A Bracha for Every Occasion...
I had a wonderful “Chanukah” vacation this year with my children. For the first time, we went on a cruise as a family. Needless to say, on a “Christmas” cruise, the atmosphere is quite festive and seasonal…Christmas is in full bloom. On Christmas day we took our seats at our usual table for dinner in the dining room. My 4 year old son, Sammy, aware that “this night was different from all other nights,” spontaneously offered a bracha at the table… “BARUCH ATA HASHEM, ELOKEINU MELECH HAOLAM, ASHER KIDSHANU BEMITZVOTAV VETSIVANU AL HA’CHRISTMAS TIME.” We all burst into laughter! Later on, when I had a greater opportunity to reflect on the moment, I realized just how profoundly Jewish my children are. Who has ever of saying a Hebrew bracha at Christmas dinner? Last year, I remember asking my son what he wanted me to serve at his 3 year old birthday party. He replied… “tuna fish, orange fish (lox), and honey cake,” a typical kiddush breakfast. Nebech…what a sheltered world he lives in.
As a boy, I grew up in Sudbury, Ontario, a place that is not renowned for it’s Yiddishkeit. Yet, I did grow up very aware of my Jewishness and how I was different from the other kids. After all, I was the only Jew in my entire school. I recall participating in more than one Christmas pageant, and even singing the solo in “Away in the Manger.” My children lead a very different life…they only have Jewish friends, live in a completely Jewish neighbourhood, attend Associated Hebrew School, and go to Jewish summer camp. So what is the right balance for any child? At what point does sheltering them in one sociological environment leave them at a disadvantage in our mosaic society?
On a recent visit to the public library with Sammy, I asked him to pick any book he wanted to sign out, and I would read it to him at bedtime. On his first visit, he chose a book about Sukkot. Perfect, how could I go wrong with Sammy the Spider celebrating Sukkot along with all of the other neighbourhood insects? On my second visit, he chose a book about a jolly looking man with a white beard and red suit – Santa Claus. I signed out the book and read it to him before bed for an entire week. When we returned it, he replaced it with another book…about Santa Claus.
I wonder what my Chassidic friends at the Tel Aviv Cantorial Institute would think of my choices for my children. Is hiding them from the other cultures in our society the answer to making them feel more connected to Judaism? As an adult, I feel very comfortable mixing with people regardless of where they pray and what they choose to believe in. It probably goes back to my youth in Northern Ontario…eh! I think the answer is clear…that we must embrace the realities of the world we live in. My children now understand that some hot dogs are not the kind that they can eat and they accept it. They also know that Santa Claus is a major part of other children’s lives, not theirs. They admire the beauty of the decorated trees with presents underneath that other children have, but we don’t. This doesn’t preclude me from giving them a candy cane at the mall, admiring the beautiful Christmas lights, or embracing the secular beauties of the season.
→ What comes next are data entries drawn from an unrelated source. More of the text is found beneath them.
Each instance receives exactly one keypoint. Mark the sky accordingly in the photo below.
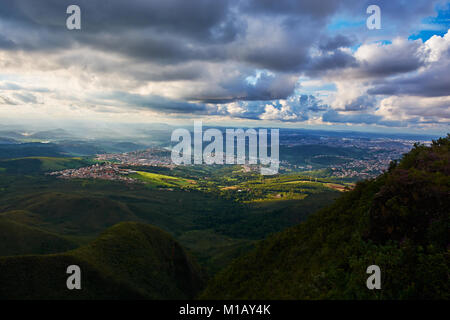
(284, 63)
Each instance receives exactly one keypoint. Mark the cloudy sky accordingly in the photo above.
(297, 63)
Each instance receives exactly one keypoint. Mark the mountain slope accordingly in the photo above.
(68, 213)
(399, 221)
(19, 239)
(128, 261)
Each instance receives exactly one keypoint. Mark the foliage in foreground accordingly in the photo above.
(399, 221)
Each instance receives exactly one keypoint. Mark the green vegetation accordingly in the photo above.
(127, 261)
(33, 165)
(399, 221)
(19, 239)
(161, 180)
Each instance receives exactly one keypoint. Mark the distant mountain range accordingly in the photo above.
(399, 221)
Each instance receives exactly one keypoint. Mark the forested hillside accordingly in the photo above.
(398, 221)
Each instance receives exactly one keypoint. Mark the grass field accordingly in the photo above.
(161, 180)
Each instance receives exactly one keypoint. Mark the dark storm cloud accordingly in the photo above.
(361, 103)
(266, 87)
(155, 103)
(337, 59)
(336, 42)
(365, 118)
(434, 82)
(218, 45)
(5, 43)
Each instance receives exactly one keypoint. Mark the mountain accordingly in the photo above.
(34, 165)
(55, 134)
(31, 149)
(19, 239)
(127, 261)
(68, 213)
(399, 221)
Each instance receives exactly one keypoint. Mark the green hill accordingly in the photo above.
(68, 213)
(128, 261)
(34, 165)
(19, 239)
(399, 221)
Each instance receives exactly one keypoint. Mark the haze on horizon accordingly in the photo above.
(309, 64)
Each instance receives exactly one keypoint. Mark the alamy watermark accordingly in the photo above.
(191, 151)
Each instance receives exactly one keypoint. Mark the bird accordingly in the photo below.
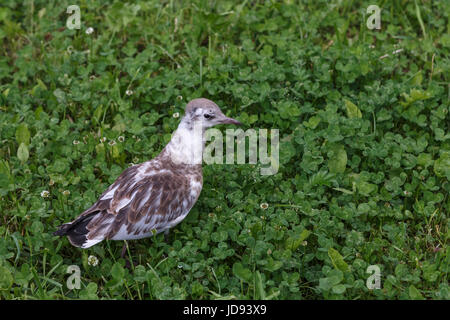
(153, 196)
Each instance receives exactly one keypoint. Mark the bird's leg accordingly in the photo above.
(124, 250)
(122, 255)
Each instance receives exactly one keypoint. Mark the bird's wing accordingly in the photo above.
(142, 200)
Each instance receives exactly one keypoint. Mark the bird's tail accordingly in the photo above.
(77, 232)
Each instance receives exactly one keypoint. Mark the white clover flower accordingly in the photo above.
(45, 194)
(92, 261)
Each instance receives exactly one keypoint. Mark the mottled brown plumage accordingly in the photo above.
(153, 196)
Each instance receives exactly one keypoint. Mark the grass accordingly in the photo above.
(364, 156)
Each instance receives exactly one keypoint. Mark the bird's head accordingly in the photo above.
(205, 113)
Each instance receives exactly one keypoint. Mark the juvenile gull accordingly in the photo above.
(153, 196)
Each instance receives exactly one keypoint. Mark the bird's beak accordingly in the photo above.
(226, 120)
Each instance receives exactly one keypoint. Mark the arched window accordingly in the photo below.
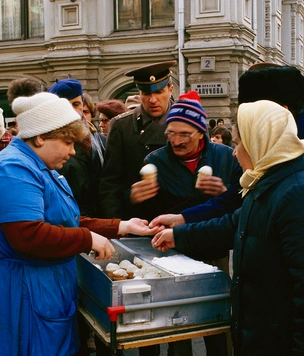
(142, 14)
(21, 19)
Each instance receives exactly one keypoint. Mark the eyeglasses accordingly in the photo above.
(104, 121)
(11, 124)
(185, 137)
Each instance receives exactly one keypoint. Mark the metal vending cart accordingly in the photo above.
(150, 310)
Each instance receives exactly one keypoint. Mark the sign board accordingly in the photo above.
(208, 64)
(211, 89)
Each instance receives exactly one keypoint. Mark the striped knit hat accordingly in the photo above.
(189, 110)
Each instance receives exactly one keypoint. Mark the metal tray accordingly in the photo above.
(152, 303)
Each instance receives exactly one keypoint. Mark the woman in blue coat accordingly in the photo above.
(40, 233)
(267, 234)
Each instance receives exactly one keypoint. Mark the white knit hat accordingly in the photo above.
(42, 113)
(2, 129)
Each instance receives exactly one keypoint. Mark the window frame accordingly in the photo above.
(145, 17)
(24, 23)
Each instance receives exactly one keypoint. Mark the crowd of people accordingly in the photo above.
(75, 168)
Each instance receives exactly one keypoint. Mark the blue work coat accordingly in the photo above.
(38, 298)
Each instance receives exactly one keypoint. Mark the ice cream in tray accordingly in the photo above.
(162, 288)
Time will be the true judge of my wisdom and attempts to educate my children. It will require continuous effort to find the proper balance so that they can learn to navigate in our society with tolerance and understanding. It is my hope that this generation can learn to embrace our differences in values, culture and observance, so that their future will be paved with a more harmonious and healthier society.